Alarming is certainly an understatement to the increasing human rights violations (HRVs) in the Cordillera region. The most recent and most controversial of the HRVs is the arrest and torture of 11 backpackers in Buguias, Benguet due to their alleged participation in the raid of a detachment in Mankayan, Benguet. The sad fact, the arresting unit of the Philippine National Police (PNP) is due for commendation by Gen. Arturo Lomibao.

The use of unnecessary force in arresting the unarmed backpackers and the subsequent torture are indicators that the PNP cannot be relied on upholding the Bill of Rights as embodied in the 1987 Constitution. The torture inflicted on the backpackers by the 1064th Police Mobile Group in Camp Molintas, Abatan, that detained them for more than 48 hours without charges even implies that our peacekeeping forces could not handle the situation.

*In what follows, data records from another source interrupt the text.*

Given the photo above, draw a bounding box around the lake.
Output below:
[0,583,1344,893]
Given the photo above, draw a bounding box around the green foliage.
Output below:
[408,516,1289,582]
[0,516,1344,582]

To know that these backpackers, punks as they call themselves, are actually local tourists and do not even know of the Mankayan incident makes one question the motive of the PNP in exercising its prerogative over the situation.

The group, mostly in their teens, came for the Baguio Panagbenga Flower Festival. Because they arrived almost a week ahead of the float parade and the street dancing, they decided to go to another tourist destination, Sagada in Mountain Province. Not knowing how far the place is from the city, they hitched-hiked until they were stopped at a police checkpoint shortly before noon. They were tortured until they admitted they are involved in the raid of a detachment in Mankayan, Benguet where two soldiers perished and several firearms taken by the rebels.

How could the authorities think these guys (and a girl) are NPAs? This callousness on the part of police authorities displays the anti-people character of the PNP. Furthermore, this shows the utter disregard of the Gloria Macapagal-Arroyo administration to protect human rights.

In the same light, the authorities put militant and progressive organizations in Baguio City and elsewhere in the country in an intensified surveillance, intimidation and harassments. Political activists were subjected to stalking, prank calls, burglary and even cell phone snatching.

Are these included in a scheme to keep the activists busy amid a systematic policy of killing the “enemies of the state”?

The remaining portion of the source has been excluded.